Quimica

La sangre: un amortiguador en nuestro cuerpo


La sangre es vital para el funcionamiento de nuestro cuerpo. Una de las funciones de la sangre arterial es transportar oxígeno (del aire que respiramos) desde los pulmones a las células.

Siguiendo el camino opuesto, la sangre venosa lleva dióxido de carbono (liberado por el metabolismo de las células) a los pulmones y, a través de ellos, el dióxido de carbono se exhala al expirar. Para que el intercambio de gases ocurra normalmente, la sangre debe ser amortiguada a un pH cercano a 7.4

Uno de los sistemas que contribuyen al tamponamiento de la sangre es H2CO3 y NaHCO3.

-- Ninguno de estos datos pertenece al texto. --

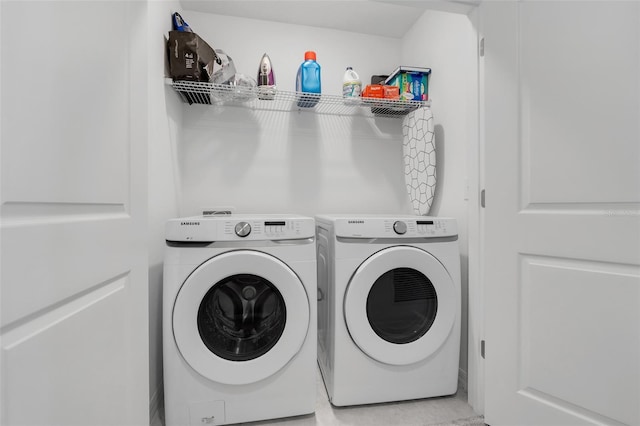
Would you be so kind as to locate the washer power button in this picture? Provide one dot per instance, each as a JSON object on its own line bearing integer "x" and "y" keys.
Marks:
{"x": 243, "y": 229}
{"x": 400, "y": 227}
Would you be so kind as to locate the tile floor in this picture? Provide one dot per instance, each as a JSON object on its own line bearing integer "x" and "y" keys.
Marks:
{"x": 431, "y": 411}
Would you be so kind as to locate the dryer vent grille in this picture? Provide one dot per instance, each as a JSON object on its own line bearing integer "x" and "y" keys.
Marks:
{"x": 409, "y": 285}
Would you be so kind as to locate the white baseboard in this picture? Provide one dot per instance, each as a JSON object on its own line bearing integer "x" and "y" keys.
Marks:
{"x": 156, "y": 408}
{"x": 462, "y": 380}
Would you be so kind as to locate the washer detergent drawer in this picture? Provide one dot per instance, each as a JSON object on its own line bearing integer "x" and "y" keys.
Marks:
{"x": 400, "y": 305}
{"x": 240, "y": 317}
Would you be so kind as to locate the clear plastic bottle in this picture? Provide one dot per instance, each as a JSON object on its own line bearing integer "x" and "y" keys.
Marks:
{"x": 351, "y": 85}
{"x": 308, "y": 81}
{"x": 266, "y": 79}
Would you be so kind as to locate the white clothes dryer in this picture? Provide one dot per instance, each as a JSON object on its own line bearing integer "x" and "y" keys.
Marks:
{"x": 239, "y": 319}
{"x": 388, "y": 307}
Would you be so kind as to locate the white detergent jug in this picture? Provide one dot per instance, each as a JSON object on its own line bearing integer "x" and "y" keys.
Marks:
{"x": 351, "y": 84}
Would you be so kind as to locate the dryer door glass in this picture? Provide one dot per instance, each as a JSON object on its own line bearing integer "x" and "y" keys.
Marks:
{"x": 402, "y": 305}
{"x": 241, "y": 317}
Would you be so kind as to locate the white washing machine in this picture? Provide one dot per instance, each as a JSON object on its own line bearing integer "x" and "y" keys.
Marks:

Si la respiración se vuelve lenta debido a problemas respiratorios, habrá poco CO2, lo que hará que el equilibrio cambie

CO2 + H2O ↔ H2CO3 + H + + HCO3-

a la derecha, aumentando la concentración de iones H + y haciendo que la sangre sea más ácida.

Con un pH inferior a 7.35, hay una acidosis sanguínea. Su síntoma principal es la desorientación, seguido de coma y muerte.

Por el contrario, si la respiración se acelera debido al ejercicio intenso o escalar a grandes altitudes, cuando el cuerpo absorbe más oxígeno, el dióxido de carbono se eliminará más. Esto hará que la sangre sea más básica. Su pH será superior a 7,45, por lo que hay una alcalosis sanguínea.

El síntoma inicial son las convulsiones que pueden conducir a la muerte.

Video: SISTEMAS TAMPÓN. Regulación pH Bicarbonato Citoplasma Fosfato Acidosis Sangre (Septiembre 2020).